Hier noch eine Aufnahme vom Vorderende der  Zelle. Man erkennt u.a. Das Flagellum (F), eine apikale Einbuchtung ("Canal",C) einen vermutlcihen Photorezeptor ("Flagellar Swelling", FS), einen Hohlraum ("Reservoir",R), eine Kontraktile Vakuole (CV) und den Augenfleck (Stigma, St).:



viel Spaß beim Anschauen und einen schönen 3. Advent wünscht Michael Plewka







Manfred Melcher

Hallo Michael,

eine tolle Dokumentation die Du uns hier zeigst. Erstaunlich die hochaufgelösten Bilder. Eine Frage stellt sich mir: Was sind die unterschiedlichen Aufgaben von Augenfleck und Photorezeptor.
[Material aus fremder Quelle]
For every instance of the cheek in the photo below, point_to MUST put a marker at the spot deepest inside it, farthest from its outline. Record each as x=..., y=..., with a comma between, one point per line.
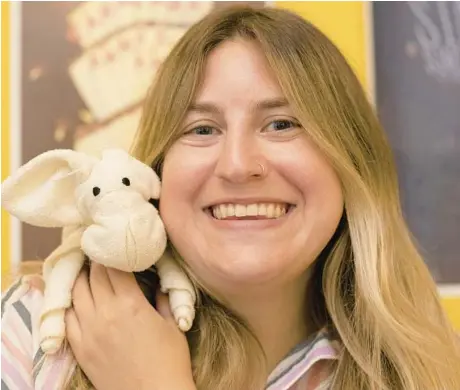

Beides ist wohl funktional das Gleiche, oder ist der "Flagellar Swelling" eher für die Steuerung der Fortbewegung verantwortlich?

Viele Grüße

Manfred

Michael Plewka

#2
hallo Manfred,
funktional gehören Stigma und der Fotorezeptor zusammen, aber sie sind nicht das gleiche. Das Stigma ist ein Pigmentfleck, der je nach Stellung des Flagellaten und damit je nach Lichteinfall  einen Schatten auf den Rezeptor wirft. Der Rezeptor steuert "irgendwie" die Schlagrichtung des Flagellums. Somit ergibt sich ein plausibles Modell für die Phototaxis der Flagellaten.
beste Grüße Michael

Bernhard Kaiser

Danke Herr Plewka für diesen hochinteressanten Beitrag.

Bernhard Kaiser

Detlef Kramer

Hallo,

um Michaels Erläuterungen noch etwas zu präzisieren: Im Elektronenmikroskop erkennt man, dass der Augenfleck = Stigma im Chloroplasten sitzt und aus zahlreichen, zusammen geballten Lipidtropfen, sog. Plastoglobuli besteht, in denen Carotinoide gelöst sind, daher die rote Farbe. Der Fotorezptor sitzt an der Geißelbasis und steuert, je nach Lichteinfall, die Bewegung der Geißel.

Herzliche grüße

Detlef
Dr. Detlef Kramer, gerne per DU

Vorstellung: Hier klicken

Michael Plewka

hallo zusammen,

@Detlef:
ZitatIm Elektronenmikroskop erkennt man, dass der Augenfleck = Stigma im Chloroplasten sitzt....
Ich weiß nicht, auf welche "Algen"gruppe sich diese Aussage bezieht, jedoch finde ich für die Eugleniden z.B. bei FOTT  folgende Aussage:
Zitat" Das Stigma ist ein autonomes Organell, das von den Chromatophoren unabhängig ist;...."
(Gemeint sind: Chloroplasten)

Das ist für mich auch nachvollziehbar, da  beispielsweise bei Euglena viridis der Chloroplast auch gar nicht in räumlichem Zusammenhang mit dem Stigma steht.
Ebenso besitzt ja das hier gezeigte Cyclidiopsis keine Chloroplasten, so dass sich das Stigma nicht im Chloroplasten befinden kann, also ein unabhängiges Organell sein muss.